Este é um dos raros momentos na minha vida em que me sinto intimidante.
«Eu – Não. Licenciei-me em História e faço investigação nesta área.
LM – Que interessante! Sabe uma coisa,...»
Neste momento, a conversa pode tomar dois rumos distintos:
Hipótese A: «... eu também gosto muito de História»
Hipótese B: «... eu nunca gostei lá muito de História»

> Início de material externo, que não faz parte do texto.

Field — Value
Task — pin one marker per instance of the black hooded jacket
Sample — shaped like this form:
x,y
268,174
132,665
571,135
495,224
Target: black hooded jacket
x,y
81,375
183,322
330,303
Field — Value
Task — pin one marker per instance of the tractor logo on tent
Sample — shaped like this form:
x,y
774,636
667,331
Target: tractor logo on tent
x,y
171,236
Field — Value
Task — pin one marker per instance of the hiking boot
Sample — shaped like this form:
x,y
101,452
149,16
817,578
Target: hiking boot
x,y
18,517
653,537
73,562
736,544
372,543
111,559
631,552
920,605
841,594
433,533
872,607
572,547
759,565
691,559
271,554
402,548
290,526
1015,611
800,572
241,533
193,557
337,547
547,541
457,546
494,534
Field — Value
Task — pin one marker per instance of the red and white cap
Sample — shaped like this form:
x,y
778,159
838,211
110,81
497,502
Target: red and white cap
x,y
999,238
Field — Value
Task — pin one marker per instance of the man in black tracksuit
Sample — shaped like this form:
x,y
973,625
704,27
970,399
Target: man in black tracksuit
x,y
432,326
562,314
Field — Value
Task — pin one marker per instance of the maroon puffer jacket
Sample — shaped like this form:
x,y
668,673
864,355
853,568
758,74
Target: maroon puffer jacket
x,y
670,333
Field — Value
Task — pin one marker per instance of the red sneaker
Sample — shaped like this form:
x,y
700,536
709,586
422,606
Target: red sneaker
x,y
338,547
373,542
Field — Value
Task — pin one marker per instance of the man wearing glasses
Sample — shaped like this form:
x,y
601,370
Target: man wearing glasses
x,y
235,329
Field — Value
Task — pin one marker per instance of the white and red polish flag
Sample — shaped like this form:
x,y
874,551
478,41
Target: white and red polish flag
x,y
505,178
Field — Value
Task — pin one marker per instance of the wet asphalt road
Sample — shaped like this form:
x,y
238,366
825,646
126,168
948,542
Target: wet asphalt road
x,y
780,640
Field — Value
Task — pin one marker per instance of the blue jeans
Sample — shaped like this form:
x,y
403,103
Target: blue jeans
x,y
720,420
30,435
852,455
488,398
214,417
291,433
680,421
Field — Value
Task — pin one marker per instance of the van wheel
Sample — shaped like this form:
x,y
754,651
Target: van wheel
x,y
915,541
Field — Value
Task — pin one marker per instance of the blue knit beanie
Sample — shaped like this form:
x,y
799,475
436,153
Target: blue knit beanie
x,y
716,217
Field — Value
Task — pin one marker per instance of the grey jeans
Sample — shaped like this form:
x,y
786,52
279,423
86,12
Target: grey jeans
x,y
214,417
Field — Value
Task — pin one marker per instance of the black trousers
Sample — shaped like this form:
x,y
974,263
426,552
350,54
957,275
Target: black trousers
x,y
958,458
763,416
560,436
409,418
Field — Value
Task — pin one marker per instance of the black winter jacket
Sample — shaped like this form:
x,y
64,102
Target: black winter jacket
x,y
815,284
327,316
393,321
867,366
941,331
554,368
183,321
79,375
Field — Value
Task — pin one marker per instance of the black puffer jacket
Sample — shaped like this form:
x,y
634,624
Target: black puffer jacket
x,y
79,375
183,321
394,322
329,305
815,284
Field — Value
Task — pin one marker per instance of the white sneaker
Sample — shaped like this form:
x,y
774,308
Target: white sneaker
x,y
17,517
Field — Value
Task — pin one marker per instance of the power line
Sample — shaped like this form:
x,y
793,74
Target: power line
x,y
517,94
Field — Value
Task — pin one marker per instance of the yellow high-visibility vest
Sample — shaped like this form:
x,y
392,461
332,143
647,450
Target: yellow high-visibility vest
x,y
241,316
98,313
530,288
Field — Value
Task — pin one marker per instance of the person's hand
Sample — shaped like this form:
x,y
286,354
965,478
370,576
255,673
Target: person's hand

Ora bem, no caso da hipótese A, LM irá dizer que também gostaria de ter tirado o curso de História mas que não o fez (sensata criatura!). Decerto que escolherá uma época de eleição. Existe uma probabilidade de 86,4% dessa época ser «os Descobrimentos». «Ah! Como eu gosto dos Descobrimentos! Naquela época éramos grandes, tínhamos metade do mundo!». O sempre presente saudosismo (com um quê de mentalidade de Estado Novo) pelos tempos do Tratado de Tordesilhas! Então, LM debitará uma série desconexa de conhecimentos que adquiriu durante a frequência do ensino escolar. Fá-lo-á orgulhosamente, mostrando que, afinal, até sabe quase tanto como um miúdo de dez anos.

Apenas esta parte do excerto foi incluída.